Our adventure starts with the infamous flight from Nepal’s capital, Kathmandu, to one of the world’s most dangerous airports. Perched on an impossibly tiny area in the mountains, Lukla is the shortest runway in the world and also one of the highest at well over a mile.
Following a surprisingly smooth landing, we find ourselves immersed in some of the most spectacular scenery in the world. Whilst we had enjoyed some wonderful views of the Himalayas from the Kathmandu Valley, nothing can compare to the feeling of being fully surrounded by the highest peaks on earth. These giants of Mother Nature manage to amaze and captivate you while at the same time reducing you to a feeling of insignificance.
The first day of hiking provides a gentle introduction to trekking in the Khumbu Valley as we follow the Dudh Kosi River along undulating hills and valleys. It’s a sensory overload — the remarkable landscape provides a feast for the eyes; the sound of the gushing river in the canyon below marvels the ears; and the sweet smell of the rhododendron and pine forest delights the nose.
The hiking gets progressively more challenging as the days go by and we venture further and higher into the Himalayas. The air gets thinner and the terrain becomes steeper. Our lungs strain to get enough oxygen to our bodies. By the end of some days, my calves feel like lead and my knees are like jelly. Many times a day I briefly wonder why I am putting myself through this physical ordeal. Then I look up and take time to appreciate the panorama, or smile to a local child who offers a friendly greeting of “Namaste,” and all my pains are forgotten.
The toughest day of all is hiking to the base of Ama Dablam mountain. It’s a long, steep climb over several hours to reach the expedition climbers’ camp. We arrive exhausted but there’s immense satisfaction in reaching our pinnacle of the Himalayas, and we can now personally attest to the extraordinary and unique beauty of Ama Dablam.
The personal highlight for me, though, is setting my eyes upon the highest point on earth, the peak of Mount Everest. Since my childhood, I’ve been fascinated with this mountain and people’s sometimes tragic ambitions to conquer it. We are extremely lucky to enjoy clear blue skies each and every day, providing us with constant and magnificent views of this mighty mountain.
Each night as the temperature plummets we are particularly grateful for our warm, comfortable lodges with hot showers and soft beds. We rush down to the dining room every evening to fill our ravenous stomachs with a delicious three-course meal consisting of both western and local options. The staff serve us with smiles and are always quick to offer seconds and more tea.
My favorite lodge, at the picturesque hilltop location of Mende, provides us with a surprise cultural show after dinner.
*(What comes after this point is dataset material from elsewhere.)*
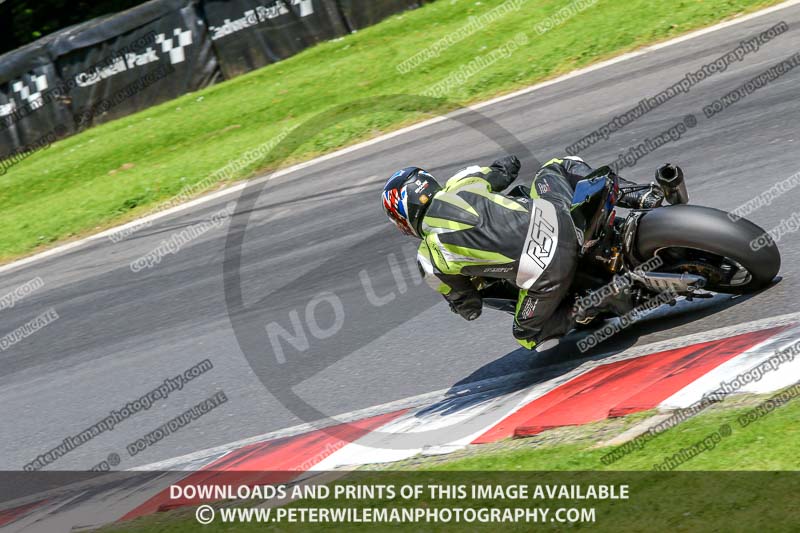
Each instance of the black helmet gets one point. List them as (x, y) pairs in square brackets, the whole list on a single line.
[(406, 196)]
The staff sing and dance Sherpa folk songs, before encouraging all the guests to join in. We have a fabulously fun time attempting to mimic the traditional dance moves.
Throughout the trek we find all the local people to be extremely friendly and welcoming. Their simple way of life and strong culture provide a rare glimpse back in time. The complete lack of motorized transport creates an uninterrupted peaceful atmosphere which is highly refreshing. By the end of the hike we are enjoying it so much that we begin to dread returning to civilization and the hustle and bustle of Kathmandu.
Nevertheless, after 10 days our trek is complete and it’s time to catch our return flight to the Nepalese capital. We enjoy a final celebratory dinner with our guide and porter, who have become our trusted friends. We share a bottle of wine with them and toast to what has been a challenging but highly rewarding journey.